On 5th May 1942, Great Britain began the so-called Operation Ironclad. With more than 50 ships, fleet Force 121 under general Robert Sturges (Royal Marines) headed towards Antsiranana on Madagascar’s northeast coast. Land forces were led by admiral Edward Syfret. While an attack in east Antsiranana distracted the Madagascans, British infantry invaded the Courrier and Ambaratra bay with landing crafts. Ships of the Vichy troops that were already in Antsiranana bay, led by general governor Armand Annet, were bombed by the British Air Force. In total, Annet had about 8000 soldiers under his command, among them more than 6000 Madagascans. Only maximally 3000 of them were stationed around Antsiranana at that time. Furthermore, the Madagascan’s equipment was questionable. The other soldiers were spread to Tamatave (today Toamasina) and Brickaville (today Ampasimanolotra) on the eastcoast, Ambanja in the northwest, on Nosy Be and some smaller cities of the South. Accordingly, the resistance of German-Malagasy troops against the British attack in Antsiranana was weak and loose.

On 7th May 1942, after only two days, the battle ended with the Vichy troops escaping to southern Madagascar. It was not before the 29th of May 1942 that three Japanese submarines reached Antsiranana bay. During a battle of two sent ahead smaller submarines with the battleship HMS Ramillies, the Japanese crew of one of the submarines stranded. Three days later, they were discovered by Royal Marines – and killed. The second sent ahead submarine had been sunken in the sea during the battle. Afterwards, over months again and again smaller battles took place in Antsiranana bay.

Operation Ironclad
Soldiers at Tamatave harbour

From June to August, the British troops got support: A brigade of King’s African Rifles from British East Africa and two South African brigades, one from the British protectorate Rhodesia.

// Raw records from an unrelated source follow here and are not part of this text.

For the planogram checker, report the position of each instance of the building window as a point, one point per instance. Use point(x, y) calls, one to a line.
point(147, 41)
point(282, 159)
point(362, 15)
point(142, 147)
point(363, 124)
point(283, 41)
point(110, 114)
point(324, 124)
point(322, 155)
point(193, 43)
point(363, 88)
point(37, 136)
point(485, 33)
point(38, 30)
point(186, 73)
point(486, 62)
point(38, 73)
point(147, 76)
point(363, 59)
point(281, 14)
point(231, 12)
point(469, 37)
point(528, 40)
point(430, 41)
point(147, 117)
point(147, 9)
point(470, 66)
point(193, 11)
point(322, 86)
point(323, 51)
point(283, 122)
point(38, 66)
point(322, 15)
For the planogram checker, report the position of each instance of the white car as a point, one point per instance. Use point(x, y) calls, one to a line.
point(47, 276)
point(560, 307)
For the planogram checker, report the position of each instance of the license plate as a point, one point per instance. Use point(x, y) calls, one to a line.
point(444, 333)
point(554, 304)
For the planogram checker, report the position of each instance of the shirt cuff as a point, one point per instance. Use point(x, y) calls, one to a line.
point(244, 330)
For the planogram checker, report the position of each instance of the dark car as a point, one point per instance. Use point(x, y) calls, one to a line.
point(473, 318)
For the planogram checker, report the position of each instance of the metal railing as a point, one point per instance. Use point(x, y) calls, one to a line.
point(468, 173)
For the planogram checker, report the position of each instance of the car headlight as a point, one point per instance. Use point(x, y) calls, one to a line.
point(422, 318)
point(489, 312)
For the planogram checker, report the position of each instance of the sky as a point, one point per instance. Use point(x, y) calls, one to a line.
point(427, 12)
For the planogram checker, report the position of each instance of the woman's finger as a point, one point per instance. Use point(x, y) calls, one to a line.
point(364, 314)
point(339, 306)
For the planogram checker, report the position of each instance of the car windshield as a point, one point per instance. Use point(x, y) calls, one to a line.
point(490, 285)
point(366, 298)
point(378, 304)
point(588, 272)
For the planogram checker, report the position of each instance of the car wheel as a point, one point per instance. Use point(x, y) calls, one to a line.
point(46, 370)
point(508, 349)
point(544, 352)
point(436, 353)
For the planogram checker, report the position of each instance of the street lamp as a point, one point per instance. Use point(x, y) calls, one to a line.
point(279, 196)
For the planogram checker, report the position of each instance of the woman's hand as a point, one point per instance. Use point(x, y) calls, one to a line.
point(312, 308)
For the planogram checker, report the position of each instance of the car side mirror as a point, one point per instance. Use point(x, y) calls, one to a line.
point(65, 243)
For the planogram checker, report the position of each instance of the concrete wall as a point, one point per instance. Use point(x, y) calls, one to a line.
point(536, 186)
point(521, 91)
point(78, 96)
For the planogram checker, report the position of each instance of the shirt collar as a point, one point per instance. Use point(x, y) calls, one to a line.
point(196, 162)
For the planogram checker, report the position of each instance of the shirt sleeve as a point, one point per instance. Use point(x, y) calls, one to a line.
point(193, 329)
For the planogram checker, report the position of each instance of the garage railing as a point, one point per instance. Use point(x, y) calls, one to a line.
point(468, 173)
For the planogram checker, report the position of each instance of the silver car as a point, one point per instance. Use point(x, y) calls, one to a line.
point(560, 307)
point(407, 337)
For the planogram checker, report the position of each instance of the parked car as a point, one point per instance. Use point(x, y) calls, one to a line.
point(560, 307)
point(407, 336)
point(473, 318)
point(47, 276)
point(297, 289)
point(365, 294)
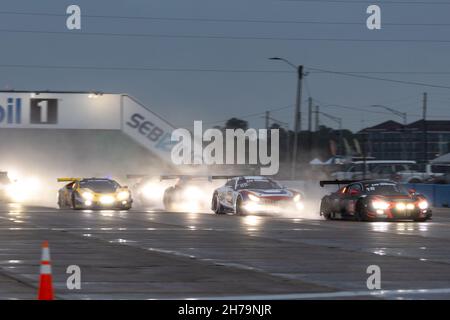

On 10th September 1942, the British army invaded Mahajanga (Majunga) in northwestern Madagascar. This attack had been planned as Operation Streamline Jane. From Majunga they conquered the capital Antananarivo and the more south in the highlands located city Ambalavao against few resistance. Annet and his troops surrendered in September in Ihosy in south Madagascar. Until this date, both sides had lost about 600 people.

After Operation Ironclad that was successful for Great Britan, Paul Legentilhomme became new High Commissioner of Madagascar. He belonged to the free French. As the exemption of France happened in 1943, this directly resulted in changes in Madgascar, too: Again the French took over the power and continued the French colonial domination. A little later, Madagascar’s fight for independence began.